El rostro del señor Leandro, cansado y dolorido, mostraba preocupación o contrariedad. Yo no sabía si creyó en la autenticidad del texto; pero el solo hecho de recibir una carta de esa clase ya provoca desagrado y un poco de asco.

La rutina oficinesca continuó como de costumbre. Pero cada tanto, a intervalos progresivamente mayores, el señor Leandro volvía a releer la carta inquietante. En un momento dado lo vi consultar el primer tomo de la guía telefónica, pero no efectuó llamados ni anotó nada. Imaginé que quiso verificar la existencia de un GASTALDI, JORGE, ABOG. en la calle Talcahuano 339. Si fue así, habrá quedado conforme.

El jueves 16, el señor Leandro vino a trabajar con el pelo recién cortado, con una corbata nueva y con un traje algo mejor que el habitual: así pensaría él causar impresión favorable en el abogado que lo convocaba para investigarlo y quizá reprenderlo y mandarlo a la cárcel. Yo lo veía nervioso, percibía cierto temblor en su voz: por unos instantes la patética necedad del señor Leandro me inspiró un poquito de lástima.

A partir de las dos de la tarde lo acometió el tic de mirar el reloj cada cinco minutos.

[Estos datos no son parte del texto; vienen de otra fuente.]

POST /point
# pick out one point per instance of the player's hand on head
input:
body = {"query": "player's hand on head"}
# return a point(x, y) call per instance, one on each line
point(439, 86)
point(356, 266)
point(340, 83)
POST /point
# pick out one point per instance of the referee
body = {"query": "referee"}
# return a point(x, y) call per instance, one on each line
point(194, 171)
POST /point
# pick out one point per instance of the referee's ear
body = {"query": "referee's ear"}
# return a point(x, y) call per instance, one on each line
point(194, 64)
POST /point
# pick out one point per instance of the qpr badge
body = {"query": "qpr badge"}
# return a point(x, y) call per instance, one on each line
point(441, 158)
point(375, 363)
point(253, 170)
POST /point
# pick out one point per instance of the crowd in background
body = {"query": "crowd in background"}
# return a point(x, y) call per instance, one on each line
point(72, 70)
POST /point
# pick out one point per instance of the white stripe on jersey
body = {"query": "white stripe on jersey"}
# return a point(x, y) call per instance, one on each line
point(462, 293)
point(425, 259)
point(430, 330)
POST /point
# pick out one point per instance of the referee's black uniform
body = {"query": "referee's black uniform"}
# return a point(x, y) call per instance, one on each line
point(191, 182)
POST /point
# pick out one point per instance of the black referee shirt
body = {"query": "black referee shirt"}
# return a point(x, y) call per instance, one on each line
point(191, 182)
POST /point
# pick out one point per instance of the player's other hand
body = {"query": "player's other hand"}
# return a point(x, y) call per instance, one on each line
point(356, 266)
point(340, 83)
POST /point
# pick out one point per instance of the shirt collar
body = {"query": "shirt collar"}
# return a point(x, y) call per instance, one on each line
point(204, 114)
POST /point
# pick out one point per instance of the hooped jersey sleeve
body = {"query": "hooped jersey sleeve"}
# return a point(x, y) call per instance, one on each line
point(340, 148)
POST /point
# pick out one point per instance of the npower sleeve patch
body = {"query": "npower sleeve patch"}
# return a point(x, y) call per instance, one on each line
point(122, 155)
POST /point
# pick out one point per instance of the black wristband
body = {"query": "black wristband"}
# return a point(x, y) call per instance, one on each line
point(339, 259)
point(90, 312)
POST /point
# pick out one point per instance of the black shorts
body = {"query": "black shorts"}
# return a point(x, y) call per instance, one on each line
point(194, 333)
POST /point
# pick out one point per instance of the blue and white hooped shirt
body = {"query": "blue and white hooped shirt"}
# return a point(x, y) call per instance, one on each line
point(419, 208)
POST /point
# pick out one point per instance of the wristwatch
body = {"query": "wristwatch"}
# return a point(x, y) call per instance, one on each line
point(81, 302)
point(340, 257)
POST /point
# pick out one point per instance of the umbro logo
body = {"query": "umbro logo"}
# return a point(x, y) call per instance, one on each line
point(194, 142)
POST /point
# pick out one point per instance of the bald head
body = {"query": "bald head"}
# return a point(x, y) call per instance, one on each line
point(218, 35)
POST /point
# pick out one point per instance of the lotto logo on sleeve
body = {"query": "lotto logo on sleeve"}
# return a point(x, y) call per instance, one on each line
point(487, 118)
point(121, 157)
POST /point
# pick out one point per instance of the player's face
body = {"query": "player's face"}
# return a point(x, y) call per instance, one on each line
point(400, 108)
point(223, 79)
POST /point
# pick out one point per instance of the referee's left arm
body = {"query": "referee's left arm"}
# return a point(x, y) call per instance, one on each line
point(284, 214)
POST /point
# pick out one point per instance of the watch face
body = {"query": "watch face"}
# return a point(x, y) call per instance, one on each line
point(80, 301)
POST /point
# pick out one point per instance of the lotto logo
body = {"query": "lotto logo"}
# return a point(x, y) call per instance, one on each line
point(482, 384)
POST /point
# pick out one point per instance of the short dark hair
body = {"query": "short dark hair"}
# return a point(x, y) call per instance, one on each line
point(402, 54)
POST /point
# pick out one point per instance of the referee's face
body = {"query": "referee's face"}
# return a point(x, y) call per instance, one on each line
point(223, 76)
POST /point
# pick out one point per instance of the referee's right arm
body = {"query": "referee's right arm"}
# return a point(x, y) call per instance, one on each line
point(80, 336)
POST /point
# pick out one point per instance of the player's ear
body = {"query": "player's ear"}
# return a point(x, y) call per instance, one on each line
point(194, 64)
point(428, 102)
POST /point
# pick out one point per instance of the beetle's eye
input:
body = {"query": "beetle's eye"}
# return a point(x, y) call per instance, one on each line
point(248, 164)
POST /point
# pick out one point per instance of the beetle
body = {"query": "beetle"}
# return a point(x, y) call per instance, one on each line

A las tres y media se retiró de la oficina.

Me parecía fácil imaginar qué ocurriría en el estudio de Talcahuano 339. La confusión se aclararía muy rápidamente. El doctor Jorge Gastaldi demostraría en un instante que el señor Marino Santos Leandro sólo había sido la víctima de una broma estúpida, totalmente incomprensible en sus causas y en sus efectos... Y hasta podría llegar a enojarse un poco con el señor Leandro, por haberse atrevido a imaginar que, de algún modo, él —el doctor Gastaldi— pudiera estar implicado en aquella tontería sin pies ni cabeza...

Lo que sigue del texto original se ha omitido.